Lee Langley

‘The Infatuations’, by Javier Marías – review

issue 09 March 2013

A café in Madrid. From her table across the room a solitary woman watches an attractive couple share breakfast morning after morning and speculates pleasurably about their relationship. One day they fail to appear and as time passes she feels a deepening sense of loss. Later she learns that the man has been murdered, stabbed to death in the street — an apparently senseless crime.

The tragedy of the happy couple touches and disturbs her. Then, almost accidentally, she finds herself becoming involved with the widow and the dead man’s best friend. At first all is straightforward: loss, grieving, consolation. Gradually the relationship becomes more complex: she begins an affair with the friend, recognising that she is little more than a stopgap in his life. And so things continue, until, at a certain point a remark overheard, an ominous hint, sets up unease and leaves her floundering. Nothing is quite as it seems — but how could it be? We’re in Javier Marías territory. This is a novelist who doesn’t deal in the straightforward; his narratives are serpentine, his vocabulary one of ambiguity, his landscape a place of shadows.

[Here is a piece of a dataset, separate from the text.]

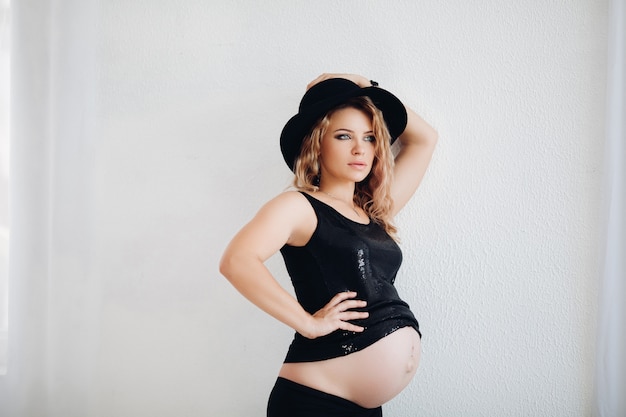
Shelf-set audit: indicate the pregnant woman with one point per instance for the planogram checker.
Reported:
(357, 344)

The Infatuations is a metaphysical exploration masquerading as a murder mystery. The narrator, the widow and the best friend spend much of the book engaged in conversation, or imagined conversation, or recollected conversation, living simultaneously in a past both real and fantasy, tinged with nostalgia and regret, and a future imbued with suspicion and impossible hopes. The truth is slippery. There is action: but the killing will have taken place in the past, as will the love-making. Head-clutching stuff, but quietly addictive.

Marías is a wolf in sheep’s clothing: his ostensible subjects look seductively mainstream: his 1,600-page trilogy Your Face Tomorrow reads like Proust re-imagined by Le Carré — spying, adultery, betrayal, sex and violence.